Mathilde n’en revient pas. Jamais elle n’a entendu parler d’une Adélaïde internée. Elle ne connait de ce nom que sa grand-mère ! Est-il possible qu’elle soit vivante et que ce soit elle qui est enfermée ici, à Paraire ?

Le soir, profitant de l’absence de son père, elle interroge Henriette. Il s’agit bien de sa grand-mère, lui répond-elle du bout de ses lèvres serrées. Les âmes égarées dans la folie sont perdues pour Dieu. À quoi bon s’en occuper ? Mathilde est terrassée par ce mépris et cette négligence. Pendant plus de trente ans, cette femme, sa grand-mère, s’est trouvée délaissée de tous, ignorée. La folie ne peut servir d’excuse. Une immense empathie la saisit, doublée d’une interrogation douloureuse : comment cela a-t-il pu se produire ?
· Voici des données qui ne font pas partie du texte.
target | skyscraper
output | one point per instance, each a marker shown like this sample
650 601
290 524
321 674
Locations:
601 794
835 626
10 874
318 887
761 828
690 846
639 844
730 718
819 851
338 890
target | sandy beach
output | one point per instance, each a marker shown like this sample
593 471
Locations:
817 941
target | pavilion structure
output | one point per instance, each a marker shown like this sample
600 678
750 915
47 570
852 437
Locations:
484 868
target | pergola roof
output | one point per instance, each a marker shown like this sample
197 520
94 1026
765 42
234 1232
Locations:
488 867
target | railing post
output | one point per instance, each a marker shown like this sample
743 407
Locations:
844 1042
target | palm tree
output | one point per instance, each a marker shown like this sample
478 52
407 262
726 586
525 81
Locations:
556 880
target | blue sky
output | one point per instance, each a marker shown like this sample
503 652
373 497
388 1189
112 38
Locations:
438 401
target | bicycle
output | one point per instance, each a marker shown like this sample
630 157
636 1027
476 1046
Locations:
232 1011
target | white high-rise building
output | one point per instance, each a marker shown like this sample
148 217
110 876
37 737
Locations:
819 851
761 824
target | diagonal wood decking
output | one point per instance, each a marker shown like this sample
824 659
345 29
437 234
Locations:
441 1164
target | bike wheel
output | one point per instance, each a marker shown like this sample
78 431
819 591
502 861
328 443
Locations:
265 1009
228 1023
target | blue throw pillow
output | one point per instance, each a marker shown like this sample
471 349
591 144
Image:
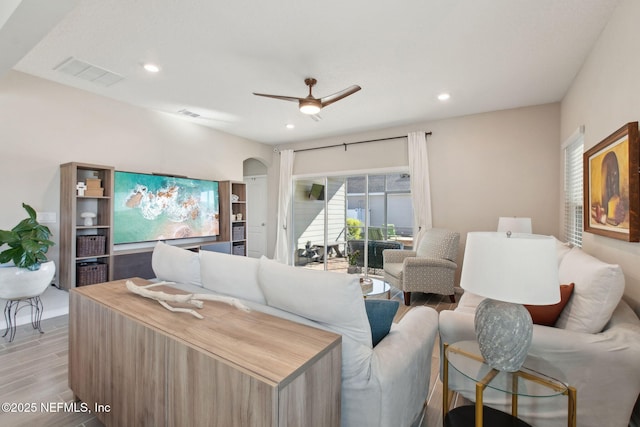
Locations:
380 313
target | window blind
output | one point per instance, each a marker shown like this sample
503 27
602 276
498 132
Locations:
573 193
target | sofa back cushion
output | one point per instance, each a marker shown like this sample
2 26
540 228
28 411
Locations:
231 275
598 289
334 299
174 264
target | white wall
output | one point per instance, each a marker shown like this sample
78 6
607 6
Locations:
482 166
45 124
603 97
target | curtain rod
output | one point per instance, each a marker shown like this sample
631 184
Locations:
345 144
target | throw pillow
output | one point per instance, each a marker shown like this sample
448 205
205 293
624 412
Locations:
380 314
547 315
174 264
598 289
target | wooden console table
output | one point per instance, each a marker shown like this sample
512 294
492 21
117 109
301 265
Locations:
152 367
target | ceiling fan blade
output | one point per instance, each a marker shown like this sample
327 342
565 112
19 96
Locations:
328 100
285 98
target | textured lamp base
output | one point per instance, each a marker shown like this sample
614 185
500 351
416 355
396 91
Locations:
504 332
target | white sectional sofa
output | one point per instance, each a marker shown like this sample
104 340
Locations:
385 385
595 346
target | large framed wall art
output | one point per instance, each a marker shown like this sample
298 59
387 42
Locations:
611 186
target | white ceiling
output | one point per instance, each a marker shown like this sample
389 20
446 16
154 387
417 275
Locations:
489 54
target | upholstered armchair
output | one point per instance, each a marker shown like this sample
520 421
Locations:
430 268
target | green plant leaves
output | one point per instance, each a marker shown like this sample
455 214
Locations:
28 242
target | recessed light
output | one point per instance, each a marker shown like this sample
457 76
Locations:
152 68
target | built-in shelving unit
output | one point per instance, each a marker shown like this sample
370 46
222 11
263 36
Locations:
233 220
86 254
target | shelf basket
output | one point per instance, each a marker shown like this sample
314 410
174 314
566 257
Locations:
90 273
238 232
90 245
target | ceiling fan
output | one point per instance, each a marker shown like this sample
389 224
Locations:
311 105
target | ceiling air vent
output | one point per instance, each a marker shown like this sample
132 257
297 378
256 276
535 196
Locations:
188 113
85 71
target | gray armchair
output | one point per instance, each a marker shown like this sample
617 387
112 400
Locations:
429 269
Elle rend Henriette et sa bigoterie responsable du délaissement, seule au courant de cet enfermement. Son père avait sept ans quand cela est arrivé, et il n’habitait même pas dans cette maison. Jamais il n’avait dû en entendre parler ! Mathilde ne pardonnera jamais à Henriette cet abandon. Elle n’adressera plus jamais la parole à cette dingue poussiéreuse et l’ignorera durant la vingtaine d’années qui lui restent à vivre, alors qu’Henriette logera toujours sous son toit. Par la même occasion, elle jettera aux orties sa religion, ne fréquentant plus l’église que par obligation.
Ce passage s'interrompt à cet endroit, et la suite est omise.